6. Club shops inside the stands
Once upon a time there was no Megastore, with its copious and varied amounts of stock. Oh no. Back in the 1970s, the days before replica kits, you had to make do with a tiny outlet situated in the corner of the Smethwick End and Halfords Lane where you could buy anything. As long as it was a scarf. Or a badge. Or a scarf with a badge on it. Birmingham Road Enders weren't left out either; they had a little kiosk - emphasis on the little - underneath the terraced stand. The 1990s saw the club shop moved to a small room in the Halfords Lane before a slightly larger offering in the old Tom Silk Building (now the Academy building). And, if you had time, you could even pop to the Throstle Club for a quick pint and a chit-chat with former Albion striker and mine host Ally Brown. Cheers.

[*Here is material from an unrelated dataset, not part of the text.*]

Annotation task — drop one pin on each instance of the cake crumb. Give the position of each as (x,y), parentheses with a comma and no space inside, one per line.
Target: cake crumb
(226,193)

7. Keeping up with the Albion results
It was so simple back in the days before Sky and Soccer Saturday. Out at around 6pm, the Sports Argus and Sporting Star were the Saturday night oracles of choice for Albion fans. The rushed nature of publication and printing deadlines meant that mistakes were common and match reports often hurried or even incomplete. By the late 1980s supporters of all clubs could also tap into a premium rate phone-line commentary service, provided by a company called ClubCall. Served by local commentators, Albion fans - with permission of an adult - could run up a three-figure phone bill listening to Brian Talbot's men getting gubbed at Ipswich or find out the 'Big Transfer News' - which, back then, more than likely meant someone was leaving. Still, at least Albion didn't make the same mistake as Walsall - the Saddlers once promoted ClubCall by advertising the phone number across their pitch side hoardings. The problem is they printed the commentator's home number by mistake...
8. Goal music
We all do things we look back on with a little regret. It was the late 1990s and football, as a whole, was jumping into relationships with music on all sorts of levels. Here at The Hawthorns, we opted for something a little more 'sporty'. Many a dull afternoon was swiftly livened up with a goal, a cheer and a short burst of the 1970s' The Big Match theme tune as Micky Evans wheeled away in celebration. No, really. Our ears didn't have to suffer for long, the goal music experiment was swiftly abandoned. Such carry-on is, thankfully, now more the domain of lower league clubs. These days we just cheer. All natural, all instinctive. As it should be.